The Signspotter: Tommy Wells
Candidate: Ward 6 Councilmember Tommy Wells, seeking re-election
Colors: A Fenty-ish green, sky blue, white
Graphic Elements: A silhouetted city skyline
Slogan: Tommy Wells: Building a livable, walkable city
Spotted: Capitol Hill
Signspotter says: Wells may have the most substantive sign of the season, only one around that could double as the cover of a campaign manifesto. It's wordy, but it takes a stand: a pedestrian agenda is a real policy choice. This is a sign that can provoke a proper political argument. Yet for a candidate running on walkability, Wells stumbles by making the only readable part of his streetscape an unmemorable neighborhood roofline: gabled and flat and with the inexplicable hint of dome. Wouldn't a real walkability candidate find his beauty in the pavement and stoop, front-yard gardens, outdoor café tables thronging the sidewalks?
But Wells doesn't imagine "livability" the way the term is spoken by those who dream of a Zurich or Tokyo on the Anacostia. Perhaps fearing a backlash in parts of his district for trumpeting bourgeois quality-of-life priorities, Wells finds comfort in the old-timey, quaint aesthetic of the New Urbanists. "The pedestrian typography, the shoddy letterspacing (the O too close to the M, the W too far from the E), the ungraceful rendering of the skyline," observes illustrator and graphic designer Jorge Colombo. " It all has a homemade feel. No slicksters here: a rather earnest tone instead."
Photo by Sasha Issenberg







10:26 am
Agreed. It's the only sign that doesn't seem to just be about the candidate's name. There's a vision that goes with that name.
I disagree though about missing the mark with the skyline. It's pretty much the view of just about any neighborhood in Ward 6 -- you could even argue its the skyline you see while walking.

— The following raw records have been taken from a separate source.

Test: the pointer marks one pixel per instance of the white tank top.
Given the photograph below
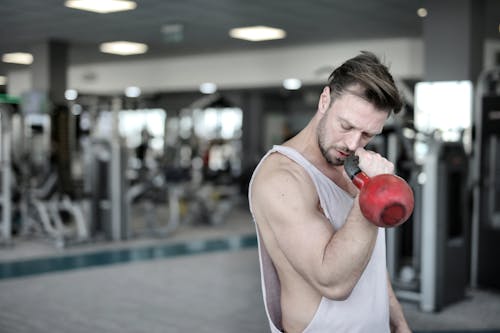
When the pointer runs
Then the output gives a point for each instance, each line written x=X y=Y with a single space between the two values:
x=367 y=308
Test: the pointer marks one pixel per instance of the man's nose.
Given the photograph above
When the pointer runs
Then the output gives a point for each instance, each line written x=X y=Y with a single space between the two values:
x=352 y=141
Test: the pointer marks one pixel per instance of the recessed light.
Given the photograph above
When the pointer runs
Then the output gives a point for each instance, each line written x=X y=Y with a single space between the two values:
x=422 y=12
x=70 y=94
x=18 y=58
x=292 y=84
x=101 y=6
x=132 y=92
x=257 y=33
x=208 y=88
x=123 y=48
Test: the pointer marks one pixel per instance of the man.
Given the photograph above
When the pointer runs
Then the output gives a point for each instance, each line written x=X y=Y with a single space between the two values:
x=323 y=264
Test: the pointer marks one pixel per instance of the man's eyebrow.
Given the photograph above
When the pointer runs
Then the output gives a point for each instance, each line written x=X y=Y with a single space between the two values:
x=348 y=123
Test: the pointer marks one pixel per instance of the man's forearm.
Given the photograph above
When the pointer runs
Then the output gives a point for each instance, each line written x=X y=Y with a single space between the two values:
x=397 y=318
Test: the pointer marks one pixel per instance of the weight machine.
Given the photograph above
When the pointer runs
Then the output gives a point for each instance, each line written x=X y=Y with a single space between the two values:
x=485 y=270
x=428 y=258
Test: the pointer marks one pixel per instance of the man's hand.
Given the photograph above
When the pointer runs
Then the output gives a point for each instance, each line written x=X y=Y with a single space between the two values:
x=372 y=163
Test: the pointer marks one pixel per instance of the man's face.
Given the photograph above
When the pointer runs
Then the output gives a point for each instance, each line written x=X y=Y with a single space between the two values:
x=349 y=123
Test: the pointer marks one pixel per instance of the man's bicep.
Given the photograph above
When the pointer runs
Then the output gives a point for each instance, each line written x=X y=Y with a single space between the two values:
x=300 y=230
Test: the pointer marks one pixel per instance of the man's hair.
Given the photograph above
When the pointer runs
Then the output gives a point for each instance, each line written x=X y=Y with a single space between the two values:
x=372 y=77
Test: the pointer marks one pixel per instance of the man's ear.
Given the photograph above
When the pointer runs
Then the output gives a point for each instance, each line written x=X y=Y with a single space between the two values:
x=324 y=100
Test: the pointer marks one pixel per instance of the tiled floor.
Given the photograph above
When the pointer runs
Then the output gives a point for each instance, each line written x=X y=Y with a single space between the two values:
x=148 y=289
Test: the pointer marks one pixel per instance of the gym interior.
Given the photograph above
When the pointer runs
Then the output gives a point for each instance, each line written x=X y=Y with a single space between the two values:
x=124 y=177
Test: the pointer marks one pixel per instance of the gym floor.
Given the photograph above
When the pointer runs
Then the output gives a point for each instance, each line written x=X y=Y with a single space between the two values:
x=199 y=279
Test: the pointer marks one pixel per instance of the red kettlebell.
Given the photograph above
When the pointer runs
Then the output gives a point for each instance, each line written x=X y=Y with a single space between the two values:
x=386 y=200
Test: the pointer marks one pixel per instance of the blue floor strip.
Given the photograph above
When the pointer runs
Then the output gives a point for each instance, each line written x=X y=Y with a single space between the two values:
x=109 y=257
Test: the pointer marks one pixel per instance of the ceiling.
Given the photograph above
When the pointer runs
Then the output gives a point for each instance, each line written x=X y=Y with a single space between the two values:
x=206 y=23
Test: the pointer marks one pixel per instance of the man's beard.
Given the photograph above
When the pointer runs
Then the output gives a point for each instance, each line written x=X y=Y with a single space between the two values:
x=332 y=160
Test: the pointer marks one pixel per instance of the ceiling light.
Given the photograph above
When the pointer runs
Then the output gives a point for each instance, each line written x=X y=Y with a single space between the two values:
x=292 y=84
x=101 y=6
x=422 y=12
x=257 y=33
x=18 y=58
x=123 y=48
x=133 y=92
x=208 y=88
x=70 y=94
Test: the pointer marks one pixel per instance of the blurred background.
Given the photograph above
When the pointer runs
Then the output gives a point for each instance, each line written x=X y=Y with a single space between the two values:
x=129 y=135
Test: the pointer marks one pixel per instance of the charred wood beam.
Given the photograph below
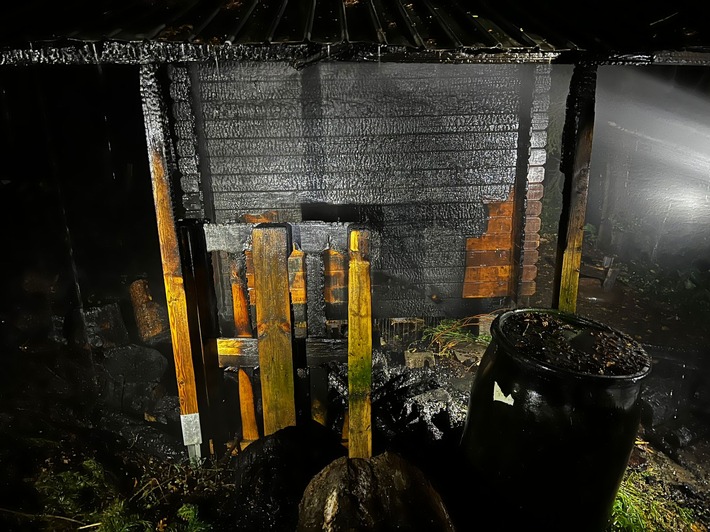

If you're going to give the marketplace for the color green to Fenty, what about the blue skyline? Looks awfully similar to the color on Gray's signs.
12:00 pm
Like the sign in general...Especially it stating a position re: walkable city. Whether that's important to non-white ward 6 residents is questionable. Find "city council" belittling, expecting instead "d.c. council", which most Council members/candidates use.